Question:

My wife has been inconsistently living at home. It's been one excuse after the other. We have been divorced once before because she committed adultery.

I fear God's judgement on my head and know that I am no perfect person myself. Although I have never physically committed adultery, I have in my heart. I have repented and ask God to forgive me of those sins. I know, because of those sins, it has hurt her in the past and she has held on to that. I've been doing my best to follow God, study the Word, and do as He needs me to, so I can try and become the man of God He has called me to be.

We were remarried several years ago. The first year was very good and we did things as a family. But I recently found out that she spent a night with a guy. She claims that she's innocent of having any sexual relations with him. Through the holidays I caught her coming out of another man's house. Again claiming her innocence, she tells me she wants to stay married to me but again always has an excuse why she can't stay home. I should mention that my wife and I not living in the same house during this time. She's been battling a heroin addiction.

Now I clearly know what the Scriptures state about adultery and divorce and how God hates divorce, but this should give you some clarity if there's adultery. I'm really not looking to move on and remarry. I'm not looking to divorce her or argue who did what in the marriage; I'm trying to work it out. I'm trying to get her to go to counseling. Now some might not understand this insanity but it's due to the fact that I truly love the Lord, and I fear His judgment on both of us. It is a double-edged sword because I worry about the emotional state of my children, but I do not want this in our household either.

Your prayers and insight would be much appreciated.


Answer:

There is no requirement that you must get a divorce. Jesus gave an allowance that if it is chosen because of ongoing fornication, then there is also an option of marrying another person. "And I say to you, whoever divorces his wife, except for sexual immorality, and marries another, commits adultery; and whoever marries her who is divorced commits adultery" (Matthew 19:9). If you prefer to continue working on your marriage, then that is a commendable choice to make. Too many people give up on their marriages too easily.
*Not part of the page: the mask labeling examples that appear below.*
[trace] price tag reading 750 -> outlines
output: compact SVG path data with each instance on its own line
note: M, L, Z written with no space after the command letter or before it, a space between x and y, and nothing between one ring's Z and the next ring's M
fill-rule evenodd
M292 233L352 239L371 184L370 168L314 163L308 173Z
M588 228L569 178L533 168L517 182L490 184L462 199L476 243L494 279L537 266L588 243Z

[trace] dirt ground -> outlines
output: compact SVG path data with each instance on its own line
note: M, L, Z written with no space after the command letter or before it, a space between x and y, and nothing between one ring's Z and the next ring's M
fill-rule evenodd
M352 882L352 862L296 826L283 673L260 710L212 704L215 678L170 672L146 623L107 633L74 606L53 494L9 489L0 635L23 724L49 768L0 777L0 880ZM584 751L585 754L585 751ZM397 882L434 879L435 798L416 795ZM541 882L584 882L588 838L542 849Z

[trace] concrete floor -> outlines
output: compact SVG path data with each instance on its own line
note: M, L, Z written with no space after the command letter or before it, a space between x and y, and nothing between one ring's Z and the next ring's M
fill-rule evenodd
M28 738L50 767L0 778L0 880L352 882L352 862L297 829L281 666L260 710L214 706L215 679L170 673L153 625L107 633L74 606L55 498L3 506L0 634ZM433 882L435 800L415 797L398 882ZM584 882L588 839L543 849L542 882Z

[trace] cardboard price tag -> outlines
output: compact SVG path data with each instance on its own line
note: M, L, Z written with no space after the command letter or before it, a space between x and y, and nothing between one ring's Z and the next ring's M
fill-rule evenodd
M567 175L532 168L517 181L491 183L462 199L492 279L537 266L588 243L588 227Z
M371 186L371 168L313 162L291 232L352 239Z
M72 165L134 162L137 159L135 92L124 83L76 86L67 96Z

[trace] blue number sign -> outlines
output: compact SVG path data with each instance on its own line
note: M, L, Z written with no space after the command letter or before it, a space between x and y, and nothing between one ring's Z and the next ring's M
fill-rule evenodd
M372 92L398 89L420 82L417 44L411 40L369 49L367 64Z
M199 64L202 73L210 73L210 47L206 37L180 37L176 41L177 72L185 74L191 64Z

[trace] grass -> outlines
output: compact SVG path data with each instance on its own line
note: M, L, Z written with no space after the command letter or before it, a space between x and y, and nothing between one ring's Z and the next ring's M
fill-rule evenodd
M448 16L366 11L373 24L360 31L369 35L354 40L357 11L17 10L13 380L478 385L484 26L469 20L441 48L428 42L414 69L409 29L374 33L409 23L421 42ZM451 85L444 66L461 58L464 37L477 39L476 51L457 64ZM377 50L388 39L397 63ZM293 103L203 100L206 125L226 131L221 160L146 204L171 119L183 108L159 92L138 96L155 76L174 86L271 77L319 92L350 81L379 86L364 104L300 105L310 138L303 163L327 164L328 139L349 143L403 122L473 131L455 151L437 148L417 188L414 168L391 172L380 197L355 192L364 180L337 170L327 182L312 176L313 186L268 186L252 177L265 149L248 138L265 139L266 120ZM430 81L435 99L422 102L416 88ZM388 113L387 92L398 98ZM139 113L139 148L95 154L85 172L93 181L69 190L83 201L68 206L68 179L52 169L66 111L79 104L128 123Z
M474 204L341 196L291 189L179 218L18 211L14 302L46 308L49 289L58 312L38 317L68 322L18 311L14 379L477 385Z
However, since you are living separate lives, you really have divorced her in everything but the paperwork. You realize that while she is having issues it is better not to have it in your house and expose your children to it. I'm glad you are not blind to the dangers ongoing sin can have on you and your children. Even if you do decide that you need to have a formal divorce, nothing requires you to get married to someone else. You can continue to work on trying to repair the damage your wife has been causing.

In some ways, you are not looking at the situation clearly. You have been involved in private lust, and I'll assume that pornography was involved. Such is sinful and I'm glad you repented of it, but these sins have nothing to do with your wife's adultery or her drug use. "The soul who sins shall die. The son shall not bear the guilt of the father, nor the father bear the guilt of the son. The righteousness of the righteous shall be upon himself, and the wickedness of the wicked shall be upon himself" (Ezekiel 18:20). Even if you lusted for adultery in your thoughts, lust and adultery are two different sins. This doesn't mean you are better than your wife, but it does mean that in no way did you cause your wife's behavior.

Another thing you need to consider is that you may be enabling your wife to sin. "Because the sentence against an evil work is not executed speedily, therefore the heart of the sons of men is fully set in them to do evil" (Ecclesiastes 8:11). When a person does evil and little or nothing results because of it, the tendency is to repeat the sin and go further into sin. You've caught your wife in adultery twice and she's lied about it. I know she claims no sex took place, but Jesus taught us to look at a person's actions over what a person says (Matthew 7:16-20). Her behavior is that of an adulteress. When you offer forgiveness when she doesn't ask for it and she doesn't change, then you are encouraging to continue to sin. Forgiveness cannot be automatic. Christians are commanded to forgive (Matthew 6:14-15), but like God's forgiveness of us, it is based on the person's change and his request for forgiveness. "Take heed to yourselves. If your brother sins against you, rebuke him; and if he repents, forgive him. And if he sins against you seven times in a day, and seven times in a day returns to you, saying, 'I repent,' you shall forgive him" (Luke 17:3-4).